Projeto: Anacronismos

Projeto Anacronismos

 

Estar diante do tempo, aliás atravessá-lo, se tornou a base do processo da construção das imagens deste ensaio. Meus pais que atuavam na militância política e partidária desde 1963 perante o meu nascimento em 1970 e das ameaças contra a vida que advinham do regime militar, que estava a frente do nosso país, tiveram que deixá-lo rumo a Albânia (país comunista na época), a fim de trabalhar na Rádio Tirana transmitindo notícias do Brasil e do mundo para a América Latina por determinação do partido.

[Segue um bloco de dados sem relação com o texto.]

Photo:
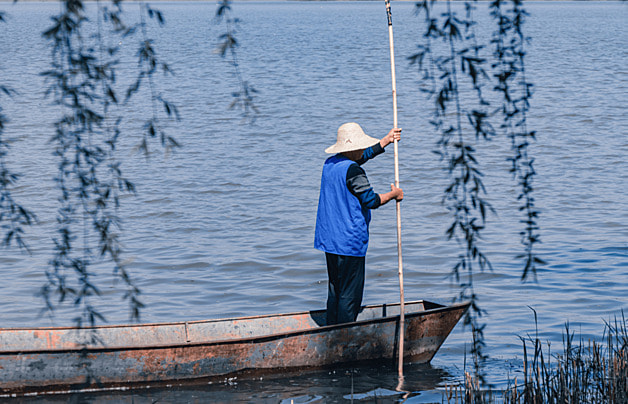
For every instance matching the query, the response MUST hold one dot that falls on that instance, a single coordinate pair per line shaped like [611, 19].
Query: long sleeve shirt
[358, 183]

Em exílio vivemos seis anos até retornarmos ainda clandestinos ao Brasil, trazendo entre muitas coisas, dois álbuns de retratos de família que são disparadores das inquietações que permeiam este ensaio. Todas as fotografias e negativos que tínhamos como registro desses anos foram queimados e assim propositalmente permaneceram só as fotografias com enquadramentos fechados a fim de não revelar a sua localização. Tinham como objetivo ambíguo fazer memória para nós que sabíamos a história por de trás de cada fotografia e conduzir quem não conhecia a acreditar em uma história ficcional construída por meus pais para mim em cada imagem reforçando uma narrativa construída para não revelar onde estivemos estes anos. Uma história ficcional que contava que vivemos em Paris e Roma e assim nosso paradeiro estava em segredo pois ainda não havia chegado a democratização e revelar nossa história poderia ter consequências fatais.

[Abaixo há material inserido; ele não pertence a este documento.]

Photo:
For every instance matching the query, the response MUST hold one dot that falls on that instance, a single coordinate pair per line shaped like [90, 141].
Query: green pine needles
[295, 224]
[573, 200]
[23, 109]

Buscando retornar no tempo e fluidamente entrelaçar as imagens mentais e as memórias através das fotografias se abriu o espaço para a narrativa ficcional contida neste trabalho. Após um processo de escolha das fotografias mais significativas, cada uma delas foi estudada em matéria de iluminação (direção, textura e qualidade) e possíveis localizações. Em posse destes dados para cada foto foi executado um autorretrato com iluminação, performance e figurino diferenciados, condizentes com cada fotografia. Finalmente através de um trabalho de pós-produção digital cada autorretrato foi inserido de maneira sempre discreta em segundo plano, por vezes embaçada na fotografia, reforçando o conceito de que ao olharmos uma fotografia nos remetemos ao tempo dela.

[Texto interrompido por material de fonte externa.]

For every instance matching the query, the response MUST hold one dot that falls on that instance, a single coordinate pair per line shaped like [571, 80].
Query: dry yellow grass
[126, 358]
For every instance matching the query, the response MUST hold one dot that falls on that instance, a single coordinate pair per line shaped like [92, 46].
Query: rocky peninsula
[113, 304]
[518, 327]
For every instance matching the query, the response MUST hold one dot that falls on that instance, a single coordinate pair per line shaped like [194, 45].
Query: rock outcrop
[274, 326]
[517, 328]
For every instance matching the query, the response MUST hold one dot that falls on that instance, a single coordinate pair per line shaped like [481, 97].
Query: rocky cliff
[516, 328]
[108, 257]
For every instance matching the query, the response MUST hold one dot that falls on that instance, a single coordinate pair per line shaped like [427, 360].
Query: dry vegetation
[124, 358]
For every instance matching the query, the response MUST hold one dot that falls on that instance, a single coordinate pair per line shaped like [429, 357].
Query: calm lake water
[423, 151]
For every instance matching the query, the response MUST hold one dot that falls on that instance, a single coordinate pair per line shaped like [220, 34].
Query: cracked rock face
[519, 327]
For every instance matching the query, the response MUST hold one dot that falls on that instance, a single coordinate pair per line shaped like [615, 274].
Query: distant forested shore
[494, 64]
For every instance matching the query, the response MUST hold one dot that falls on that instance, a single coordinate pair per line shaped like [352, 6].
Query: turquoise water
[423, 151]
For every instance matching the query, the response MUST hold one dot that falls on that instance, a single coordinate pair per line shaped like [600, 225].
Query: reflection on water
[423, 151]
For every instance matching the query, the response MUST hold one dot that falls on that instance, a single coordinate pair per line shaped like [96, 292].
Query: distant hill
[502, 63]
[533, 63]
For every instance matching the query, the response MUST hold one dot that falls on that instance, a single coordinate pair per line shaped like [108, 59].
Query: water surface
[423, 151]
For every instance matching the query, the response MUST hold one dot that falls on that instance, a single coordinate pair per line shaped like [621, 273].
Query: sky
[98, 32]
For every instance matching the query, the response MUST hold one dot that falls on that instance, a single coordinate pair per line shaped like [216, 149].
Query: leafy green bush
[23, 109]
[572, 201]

Essa narrativa foi construída como se eu pessoalmente estivesse nesta imagem, olhando para tudo que estava dentro do enquadramento, mas principalmente como um viajante do tempo que através da fotografia é deslocado fisicamente para aquele tempo e consegue ver tudo que estava fora do enquadramento, e, como nas ficções, acaba sendo registrado na imagem. Somam-se a estas imagens fotografias que foram tiradas em novembro de 2018, elaboradas da seguinte forma; retornei ao lugar de cada fotografia e lá deixei-me aberto as emoções, sentidos e memórias e assim busquei fotografar e através dessas imagens restituir a memória e criar uma narrativa mas próxima do que tenho em minhas lembranças. Abre-se assim uma possível estratégia para enfrentar desafios estéticos, conceituais e políticos ao ouvir o que as imagens pensam e nos dizem proporcionando uma configuração esperançosa de mudança para esses tempos sombrios, pois é preservando e trabalhando a memória do passado que podemos enfrentar o presente.